Le nouveau « contrat social » post-Tiananmen est basé sur l’enrichissement, doublé d’une dose de nationalisme. Mais le pouvoir doit aussi réécrire l’histoire pour en chasser ses fantômes.

Place Tiananmen à Pékin, lundi 3 juin 2019. Circulez, y a rien à voir.
Place Tiananmen à Pékin, lundi 3 juin 2019. Circulez, y a rien à voir. © AFP / Nicolas ASFOURI / AFP

Il y a un énorme paradoxe historique dans la commémoration du massacre de Tiananmen, il y a 30 ans aujourd’hui. Tout le monde souligne à juste titre qu’il s’agit d’une mémoire interdite en Chine, et d’une répression dont même le bilan exact est inconnu à ce jour, entre 300 et 2500 morts selon les estimations.
 

Mais personne n’arrive à expliquer comment ce régime, dont François Mitterrand disait à l’époque qu’il n’avait « pas d’avenir » pour avoir fait tirer sur sa jeunesse, a pu non seulement se maintenir, mais devenir la seconde puissance économique mondiale, peut-être demain la première.

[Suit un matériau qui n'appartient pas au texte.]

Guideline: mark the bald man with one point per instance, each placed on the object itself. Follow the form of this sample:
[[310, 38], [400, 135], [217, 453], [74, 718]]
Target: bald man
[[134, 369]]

Et il a réussi ce tour de force sans rien lâcher sur la nature autoritaire du régime, connaissant même un net durcissement depuis que l’actuel numéro un, Xi Jinping, a pris les rênes du Parti communiste, en 2012.
 

Cette question est pourtant fondamentale au moment où la Chine joue un rôle international incontournable, et participe aux nouveaux rapports de force qui vont façonner les prochaines décennies.
 

L’explication est double, selon moi. Il y a d’un côté le « contrat social », si je peux employer cette expression, proposé par le patriarche du Parti Deng Xiaoping lorsqu’il a lancé son slogan « enrichissez-vous »! La contrepartie de cette amélioration du niveau de vie était l’abandon de toute revendication politique, le renoncement aux demandes de liberté et de démocratie qui étaient celles du Printemps de Pékin.
 

La Chine vit toujours sur ce « contrat ». La promesse du pouvoir a été tenue, des centaines de millions de Chinois sont sortis de la pauvreté, et ont rejoint une classe moyenne urbaine devenue la nouvelle base sociale du pouvoir. Le prix à payer a été élevé, mais tant que la croissance est au rendez-vous, le pouvoir y trouve sa légitimité. Pas satisfaisant d’un point de vue démocratique, mais d’une redoutable efficacité.
 

L’autre clé se trouve dans le nationalisme, devenu un carburant essentiel du mixte idéologique post-maoïste. La grandeur de la Chine, surtout quand elle est sous pression de Donald Trump, vaut tous les sacrifices.
 

Et ça marche tant que le double contrat est rempli, celui de la croissance, et celui de la puissance.
 

Tiananmen est de ce point de vue un fantôme qui vient rappeler aux Chinois qu’une autre voie était possible, non pas celle de l’Occident, mais celle de l’aile réformiste du Parti et de la société qui, à un moment, s’est incarnée dans le mouvement étudiant.
 

Mais cette autre voie a un nom, celui de Gorbatchev, coupable d’avoir libéralisé et conduit le Parti soviétique à sa perte. Personne à Pékin ne veut être le « Gorbatchev chinois », c’est devenu un gros mot en Chine...
 

Rigidité idéologique et sécuritaire d’un côté, succès économique de l’autre, l’alchimie chinoise est sans équivalent dans l’histoire. Elle passe par le contrôle absolu de la mémoire, de l’information et des émotions collectives. C’est la force, mais aussi la fragilité, d’un système basé non pas sur l’adhésion, mais sur la réécriture permanente de l’histoire. Car il y a bien une ligne directe entre Tiananmen et la Chine d’aujourd’hui.